President Mahama disclosed that at full capacity, when the factory is producing 1,400 tons per day, export earnings alone are projected to be almost $100 million annually.
He stated that the global float glass market is valued at approximately $60 billion annually and Ghana must not remain on the margins of this industry.
The President explained that the float glass facility will consume over 700 tons of raw material daily, reflecting its scale and industrial sophistication.
He commended KEDA for integrating responsible environmental practices into the development, noting that industrial growth must be green, efficient, and forward-looking.
President Mahama recounted how during his visit to China in October at the invitation of President Xi Jinping, Chairman Shen of KEDA informed him about plans to list on the Hong Kong Stock Exchange and promised to build a glass factory for Ghana if the listing succeeded.

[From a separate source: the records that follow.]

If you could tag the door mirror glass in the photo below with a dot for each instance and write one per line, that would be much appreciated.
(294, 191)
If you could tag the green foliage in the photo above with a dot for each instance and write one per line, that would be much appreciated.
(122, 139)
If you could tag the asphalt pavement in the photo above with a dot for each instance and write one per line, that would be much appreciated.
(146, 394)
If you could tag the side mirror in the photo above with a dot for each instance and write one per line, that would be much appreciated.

“And he told me, if we list successfully, I’m going to come and build a glass factory for you. And I said, the last time I heard about a glass factory was Aboso Glass Factory. Are you coming to take over Aboso Glass Factory? Again, he told me, no. We’re building a brand new glass factory,” President Mahama recalled.
He stated that less than a year after that meeting in China, the country has gathered to cut sod for the $250 million float glass factory.
The President disclosed that the project will generate approximately 2,182 direct jobs, with 729 people employed during construction and 1,453 permanent operational jobs created.
He announced that beyond direct employment, thousands of indirect jobs will be created through logistics, supplies, raw material supplies, services, and maintenance.
President Mahama stated that the investment includes a structured localization and skills transfer program where Ghanaian engineers, technicians, and managers will receive training to assume leadership roles progressively.
“This is how we move from labor participation to labor ownership,” the President said.
He revealed that KEDA contributed GH¢740 million in taxes in 2025 alone and projected that at full production from August 2027, tax revenue from the company will exceed GH¢1 billion annually.
The President thanked the traditional rulers of Shama for granting a leasehold of almost 800 acres for the ceramic tile factory, sanitary ware factory, and float glass factory.
He noted that the area is becoming the industrial hub of the Western Region, with 60% of production from these factories being exported to neighboring countries and other destinations.
President Mahama announced that he had recently signed the 24-Hour Economy Authority Bill into law and proposed that factories registered under the initiative should be able to bring equipment for expansion or retooling duty and tax-free.
He declared that the sod-cutting symbolizes more than just the beginning of construction but represents Ghana’s industrial resurgence, export ambition, and belief in her own productive power.